Photo:Nguyen Thuong Hien

Minh Man and Thanh Huong,
two veteran singers of ca Hue.
Photo: Nguyen Thuong Hien

Minh Man, a live treasure of ca Hue, a type of traditional music that is as significant as ca tru in the north and don ca tai tu in the south, gave her last breath at her home in central Hue City in March, at 93. Man’s passing was a loss to the art form as she was considered by many to be one of the best-ever vocalists of ca Hue singing as well as a prominent educator in the art, thanks to her profound knowledge in the field.
She was born Nguyen Thi Man in 1925 in an outlying village near Hue, the former imperial capital city. At 13, Man became a vendor and got chance to sing ca Hue. The singing community discovered her acute sense of rhythm and excellent vocals. At that age, she could sing the toughest rhythms that normally required a lot of practice. At that time, singers were looked down upon, due to the reputation of some of them being prostitutes. Man thus had a hard time pursuing her singing passion as she fought to gain trust from her father and reserve time for making a living as a vendor.
Fortunately, she rose to fame two years later as one of the best vocalists of the singing style and was selected to perform for the country’s last king, Bao Dai, several times. War and poverty put a hold on the singing form for decades and when it found a path back, the veteran artists, including Man, became significant once again. They not only played the key role in reminding audience of the heyday of ca Hue, but also trained the next generation in the art form.
Over 70 years, Man collected experience and skills that were second to none.
In recent decades, Man continued performing as well as conducting training and acting as a consultant for studies and documentaries on ca Hue. In 2016, she was awarded the title of ‘Outstanding Artist’ by the State President.
‘Man’s passing was a loss to the singing form and we are sorrowful for losing the chance to listen to her voice as well as her wisdom,’ said poet Vo Que, who chairs a club for ca Hue in the city. Que added that many trainees loved working with Man, thanks to her knowledge and devotion.
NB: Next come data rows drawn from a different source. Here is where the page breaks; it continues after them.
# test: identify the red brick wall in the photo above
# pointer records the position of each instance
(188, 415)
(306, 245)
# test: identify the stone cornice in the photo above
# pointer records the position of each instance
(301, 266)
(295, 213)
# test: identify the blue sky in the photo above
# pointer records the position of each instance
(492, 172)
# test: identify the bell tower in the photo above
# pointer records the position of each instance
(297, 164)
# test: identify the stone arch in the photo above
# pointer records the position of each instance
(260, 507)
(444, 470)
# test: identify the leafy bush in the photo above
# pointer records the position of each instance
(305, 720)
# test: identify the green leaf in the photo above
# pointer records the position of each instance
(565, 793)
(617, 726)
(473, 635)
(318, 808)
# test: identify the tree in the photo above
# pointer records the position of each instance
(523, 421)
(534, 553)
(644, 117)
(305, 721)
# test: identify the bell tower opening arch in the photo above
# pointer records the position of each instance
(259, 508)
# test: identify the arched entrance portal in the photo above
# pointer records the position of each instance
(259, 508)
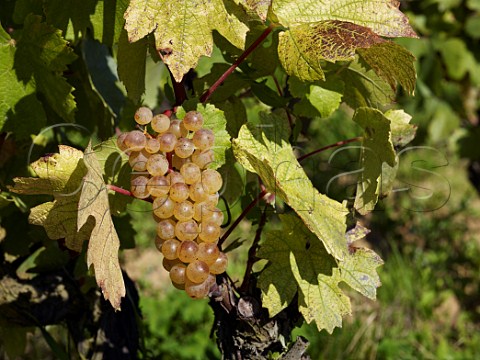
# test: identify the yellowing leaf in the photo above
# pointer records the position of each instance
(320, 298)
(60, 175)
(382, 16)
(359, 271)
(104, 243)
(299, 263)
(377, 149)
(303, 47)
(277, 281)
(260, 7)
(364, 87)
(265, 150)
(183, 29)
(393, 63)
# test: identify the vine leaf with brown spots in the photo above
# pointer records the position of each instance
(104, 243)
(183, 29)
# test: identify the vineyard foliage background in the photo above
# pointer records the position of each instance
(74, 72)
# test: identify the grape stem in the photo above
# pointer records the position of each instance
(206, 95)
(241, 216)
(264, 191)
(339, 143)
(252, 258)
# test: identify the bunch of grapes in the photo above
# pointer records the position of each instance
(170, 167)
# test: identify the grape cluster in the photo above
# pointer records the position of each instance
(170, 167)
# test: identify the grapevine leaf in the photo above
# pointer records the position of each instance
(393, 63)
(107, 21)
(183, 30)
(320, 298)
(381, 16)
(260, 7)
(131, 60)
(402, 131)
(358, 270)
(264, 149)
(116, 170)
(377, 148)
(19, 107)
(356, 233)
(364, 87)
(302, 48)
(41, 56)
(215, 121)
(234, 180)
(319, 98)
(277, 280)
(104, 243)
(60, 175)
(60, 12)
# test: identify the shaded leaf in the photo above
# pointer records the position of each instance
(183, 30)
(320, 98)
(104, 243)
(131, 59)
(356, 233)
(402, 131)
(42, 55)
(393, 63)
(264, 149)
(19, 107)
(60, 13)
(260, 7)
(364, 87)
(277, 281)
(377, 149)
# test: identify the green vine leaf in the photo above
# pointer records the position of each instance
(59, 175)
(320, 98)
(132, 66)
(260, 7)
(183, 30)
(382, 16)
(20, 109)
(277, 281)
(104, 243)
(377, 149)
(302, 48)
(42, 55)
(297, 262)
(393, 63)
(358, 270)
(214, 120)
(320, 298)
(264, 149)
(364, 88)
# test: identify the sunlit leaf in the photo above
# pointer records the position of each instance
(382, 16)
(377, 149)
(183, 30)
(264, 149)
(104, 243)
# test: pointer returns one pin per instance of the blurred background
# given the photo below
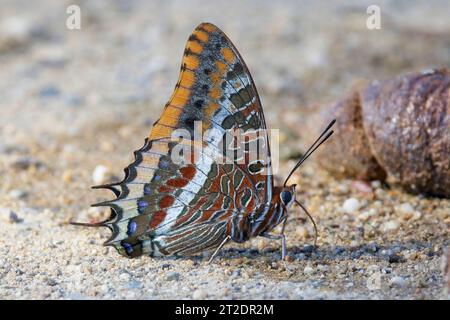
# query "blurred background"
(95, 90)
(74, 104)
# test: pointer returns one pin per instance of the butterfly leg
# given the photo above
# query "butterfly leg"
(279, 236)
(218, 249)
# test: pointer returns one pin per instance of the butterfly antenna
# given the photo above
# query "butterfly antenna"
(313, 148)
(312, 220)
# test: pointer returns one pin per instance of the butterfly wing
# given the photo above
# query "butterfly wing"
(165, 206)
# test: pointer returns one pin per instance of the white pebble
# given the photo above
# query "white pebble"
(17, 194)
(351, 205)
(199, 294)
(124, 276)
(100, 174)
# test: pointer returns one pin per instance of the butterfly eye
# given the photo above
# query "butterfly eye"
(286, 196)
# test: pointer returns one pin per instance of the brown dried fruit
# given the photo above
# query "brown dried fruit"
(407, 123)
(349, 154)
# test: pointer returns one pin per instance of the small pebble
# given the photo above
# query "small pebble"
(199, 294)
(124, 276)
(398, 281)
(18, 194)
(173, 276)
(67, 176)
(351, 205)
(406, 208)
(7, 215)
(391, 225)
(308, 270)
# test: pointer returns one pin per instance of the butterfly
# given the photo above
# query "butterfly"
(168, 207)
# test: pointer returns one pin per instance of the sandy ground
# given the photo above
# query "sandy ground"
(73, 100)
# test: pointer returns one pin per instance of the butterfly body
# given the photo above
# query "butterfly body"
(168, 207)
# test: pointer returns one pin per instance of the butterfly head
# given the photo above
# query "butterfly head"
(287, 196)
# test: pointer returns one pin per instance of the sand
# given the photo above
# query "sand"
(73, 100)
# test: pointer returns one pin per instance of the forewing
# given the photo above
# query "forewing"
(164, 206)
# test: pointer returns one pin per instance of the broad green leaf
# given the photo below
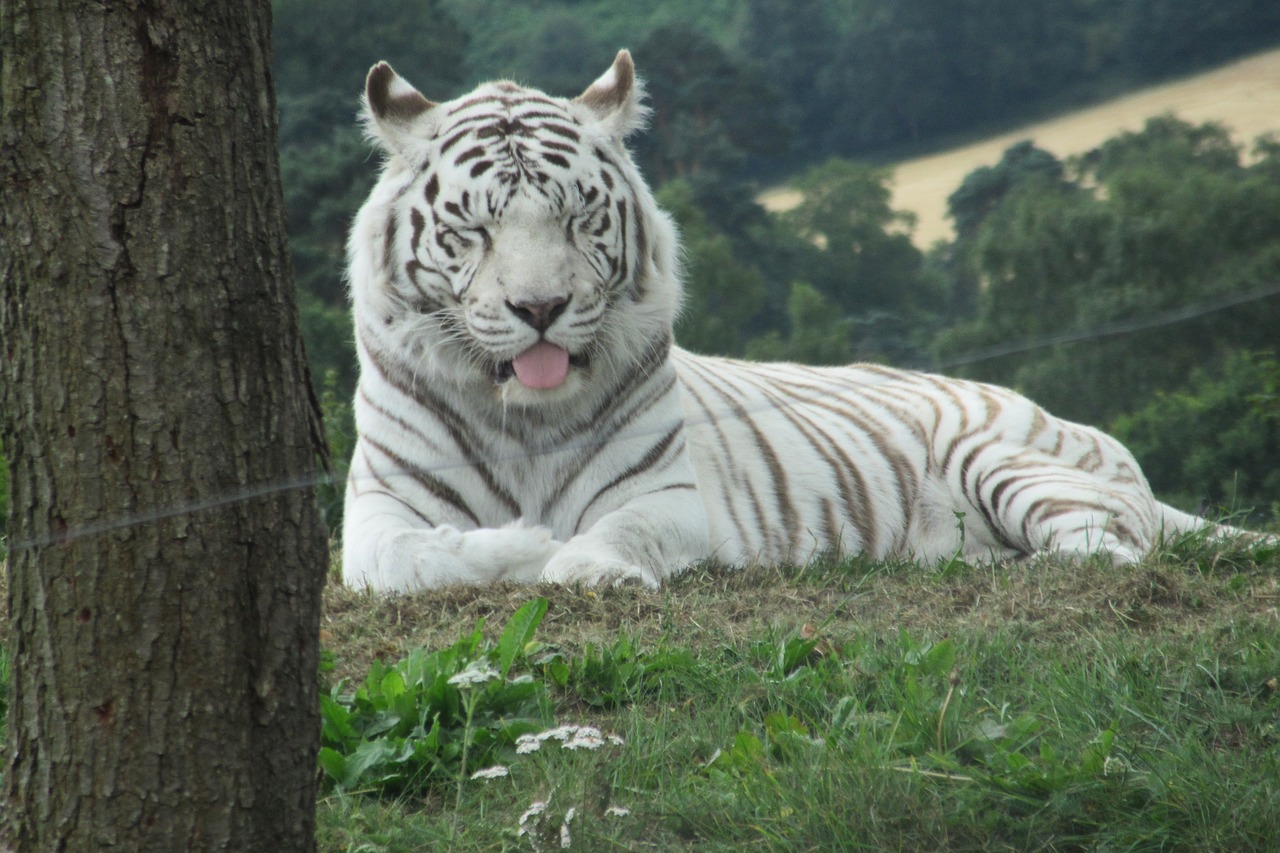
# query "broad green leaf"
(519, 633)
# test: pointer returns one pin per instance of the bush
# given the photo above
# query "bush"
(1216, 441)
Ca Hue, an archaic form of music, took root in the Central region of Vietnam for about 500 years. It represents Hue in particular and the region in general. Experts place it as high as other Vietnamese traditional music forms like don ca tai tu (Southern folk music) and ca tru (ceremonial singing) found in the northern region.
Some said to be a variation of nha nhac (Hue royal court music). This music is typically performed with traditional Vietnamese musical instruments, some of which are used in performances of Hue royal court music, including the dan tranh (16-string zither), dan nhi (two-string fiddle), dan nguyet (moon-shaped lute), and sanh tien (wooden clappers).
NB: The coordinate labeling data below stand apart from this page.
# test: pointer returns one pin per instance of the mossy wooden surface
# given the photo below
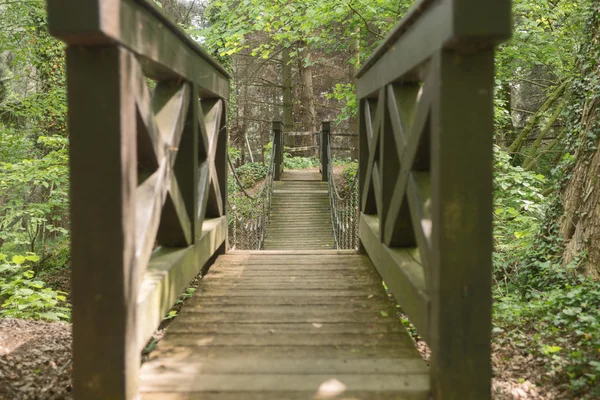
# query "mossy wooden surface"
(287, 326)
(300, 215)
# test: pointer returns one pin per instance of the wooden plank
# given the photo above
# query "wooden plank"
(428, 27)
(299, 293)
(282, 382)
(407, 52)
(139, 26)
(170, 272)
(300, 133)
(180, 326)
(292, 252)
(346, 395)
(349, 353)
(103, 179)
(461, 190)
(401, 273)
(293, 366)
(228, 338)
(299, 149)
(197, 340)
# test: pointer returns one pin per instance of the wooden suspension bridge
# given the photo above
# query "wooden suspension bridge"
(150, 167)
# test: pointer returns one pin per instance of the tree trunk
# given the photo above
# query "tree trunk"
(580, 224)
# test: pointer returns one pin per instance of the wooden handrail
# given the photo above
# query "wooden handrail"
(425, 180)
(148, 166)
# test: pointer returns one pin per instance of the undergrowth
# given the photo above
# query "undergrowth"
(546, 309)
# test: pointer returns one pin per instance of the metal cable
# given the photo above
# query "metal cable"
(344, 210)
(248, 229)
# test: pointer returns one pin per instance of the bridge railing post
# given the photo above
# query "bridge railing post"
(426, 133)
(278, 149)
(325, 144)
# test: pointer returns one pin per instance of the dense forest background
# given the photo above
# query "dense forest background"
(295, 61)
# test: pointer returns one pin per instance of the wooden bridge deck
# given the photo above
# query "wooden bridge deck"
(287, 325)
(300, 215)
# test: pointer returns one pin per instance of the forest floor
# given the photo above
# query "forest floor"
(35, 356)
(35, 360)
(35, 363)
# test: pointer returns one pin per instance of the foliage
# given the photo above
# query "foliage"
(350, 171)
(518, 208)
(34, 199)
(33, 143)
(560, 324)
(21, 296)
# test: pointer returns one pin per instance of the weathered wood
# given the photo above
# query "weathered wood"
(170, 272)
(300, 216)
(401, 272)
(325, 144)
(167, 53)
(273, 341)
(103, 183)
(299, 149)
(462, 25)
(461, 191)
(354, 395)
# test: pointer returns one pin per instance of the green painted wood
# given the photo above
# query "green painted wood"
(461, 192)
(286, 343)
(300, 215)
(165, 50)
(102, 128)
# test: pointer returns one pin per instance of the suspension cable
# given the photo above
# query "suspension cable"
(248, 229)
(344, 209)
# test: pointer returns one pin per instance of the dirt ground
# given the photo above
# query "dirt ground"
(35, 360)
(35, 363)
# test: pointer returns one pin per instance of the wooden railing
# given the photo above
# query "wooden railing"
(148, 167)
(426, 127)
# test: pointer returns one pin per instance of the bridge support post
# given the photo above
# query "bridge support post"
(278, 149)
(103, 230)
(325, 138)
(461, 261)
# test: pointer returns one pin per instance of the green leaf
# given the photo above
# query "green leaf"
(18, 260)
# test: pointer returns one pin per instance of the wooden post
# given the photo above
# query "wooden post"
(325, 138)
(103, 169)
(462, 123)
(278, 149)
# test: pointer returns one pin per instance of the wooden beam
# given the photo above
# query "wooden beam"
(401, 273)
(103, 181)
(464, 25)
(165, 51)
(462, 123)
(170, 272)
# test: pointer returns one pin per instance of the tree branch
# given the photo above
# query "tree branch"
(365, 22)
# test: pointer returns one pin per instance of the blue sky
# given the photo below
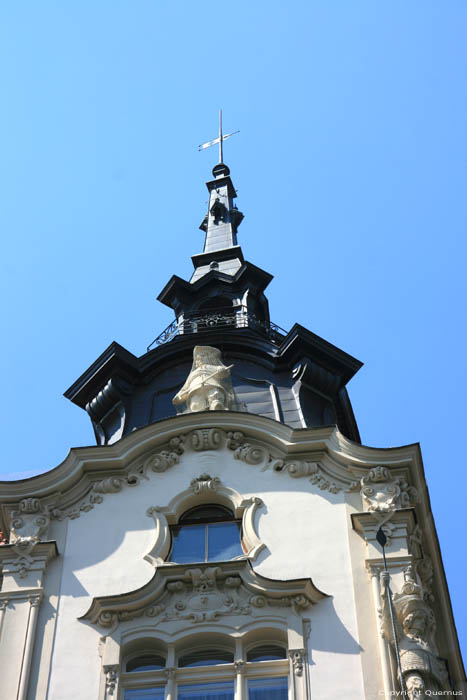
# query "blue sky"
(350, 169)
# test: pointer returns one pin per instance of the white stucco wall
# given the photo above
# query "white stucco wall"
(306, 533)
Originally, ca Hue had a total of 60 basic tunes. It sets to tune some Hue folk songs composed by scholars, mandarins and royal family members. During imperial times, members of the royal family as well as mandarins were looking for a more common form of the court music and they created a form of regular entertainment by setting stages for performances for this kind of music in their homes as an exquisite hobby.
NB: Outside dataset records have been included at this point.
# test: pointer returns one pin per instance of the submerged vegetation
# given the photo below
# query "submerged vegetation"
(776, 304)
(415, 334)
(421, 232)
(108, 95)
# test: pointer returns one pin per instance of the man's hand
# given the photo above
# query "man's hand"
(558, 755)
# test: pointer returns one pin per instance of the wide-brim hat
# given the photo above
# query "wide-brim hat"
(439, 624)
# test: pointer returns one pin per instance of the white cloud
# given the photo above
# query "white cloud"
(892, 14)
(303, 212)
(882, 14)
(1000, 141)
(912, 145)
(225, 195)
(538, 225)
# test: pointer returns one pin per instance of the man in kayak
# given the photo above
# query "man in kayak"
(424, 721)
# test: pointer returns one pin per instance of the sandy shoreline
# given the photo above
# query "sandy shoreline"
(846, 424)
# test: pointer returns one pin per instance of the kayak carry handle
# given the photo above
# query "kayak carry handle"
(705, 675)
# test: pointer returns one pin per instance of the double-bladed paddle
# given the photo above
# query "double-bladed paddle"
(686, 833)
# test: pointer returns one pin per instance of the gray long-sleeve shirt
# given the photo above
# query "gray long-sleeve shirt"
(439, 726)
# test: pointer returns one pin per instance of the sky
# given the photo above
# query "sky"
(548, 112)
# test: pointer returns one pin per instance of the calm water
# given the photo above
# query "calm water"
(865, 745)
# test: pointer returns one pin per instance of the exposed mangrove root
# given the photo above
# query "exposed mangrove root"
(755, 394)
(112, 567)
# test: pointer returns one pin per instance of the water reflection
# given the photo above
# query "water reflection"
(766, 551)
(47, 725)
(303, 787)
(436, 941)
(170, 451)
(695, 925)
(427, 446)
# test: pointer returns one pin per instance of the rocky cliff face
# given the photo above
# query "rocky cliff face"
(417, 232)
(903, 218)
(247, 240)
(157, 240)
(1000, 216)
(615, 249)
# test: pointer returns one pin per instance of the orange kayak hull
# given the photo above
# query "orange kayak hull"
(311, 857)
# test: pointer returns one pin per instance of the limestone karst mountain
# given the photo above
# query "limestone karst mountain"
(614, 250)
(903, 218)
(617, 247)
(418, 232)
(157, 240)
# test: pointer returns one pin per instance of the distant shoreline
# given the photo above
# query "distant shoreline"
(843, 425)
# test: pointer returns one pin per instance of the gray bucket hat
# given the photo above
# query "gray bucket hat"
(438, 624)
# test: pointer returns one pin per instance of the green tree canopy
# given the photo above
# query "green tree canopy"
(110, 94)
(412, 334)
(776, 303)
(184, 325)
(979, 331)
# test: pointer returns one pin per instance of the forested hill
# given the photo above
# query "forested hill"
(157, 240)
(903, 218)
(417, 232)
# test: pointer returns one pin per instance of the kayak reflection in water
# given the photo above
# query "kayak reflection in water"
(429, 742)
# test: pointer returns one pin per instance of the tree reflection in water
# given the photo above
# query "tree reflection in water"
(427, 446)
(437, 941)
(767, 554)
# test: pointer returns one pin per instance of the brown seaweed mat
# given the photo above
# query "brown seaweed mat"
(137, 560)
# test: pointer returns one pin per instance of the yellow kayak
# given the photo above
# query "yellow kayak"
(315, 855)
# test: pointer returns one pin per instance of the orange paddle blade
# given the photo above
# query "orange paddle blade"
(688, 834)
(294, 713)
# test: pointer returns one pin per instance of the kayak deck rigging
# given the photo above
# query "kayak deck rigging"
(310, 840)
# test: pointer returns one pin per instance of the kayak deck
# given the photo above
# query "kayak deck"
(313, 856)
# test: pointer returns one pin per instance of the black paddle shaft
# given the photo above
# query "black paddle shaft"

The music gained popularity thanks to the mixing of different classes in an imperial setting, with its lyrics containing Hue folk songs while others were composed by the era’s intellectuals. One interesting feature of the music is it uses both instruments popular in the royal court music but also daily items like teacups. The unique inclusion of teacups in the instrument line-up was a charming addition that delighted many.
Performers of ca Hue were always dressed in ao dai (Vietnamese traditional dress). The poet Que insisted that visitors to Hue should be entertained with Ca Hue for deeper understanding of the souls of local people. Experts said that the song lyrics were basically developed on the local dialects, which could be found in daily conversations.
Today, the music performances are a part of visits to the former capital city and the performances can be found on home stages and floating boats on the famed Huong (Perfume) River at night. The music was listed as an item of national intangible heritage in 2015 and the musicians and researchers are working on the UNESCO profiling process, seeking a world heritage status for it.
There are around 500 licensed performers of the music in the city, many of whom perform nightly. Poet Que and his club offer free show of ca Hue at every Tuesday evening in Hue Museum of Culture in 25 Le Loi Street, Hue.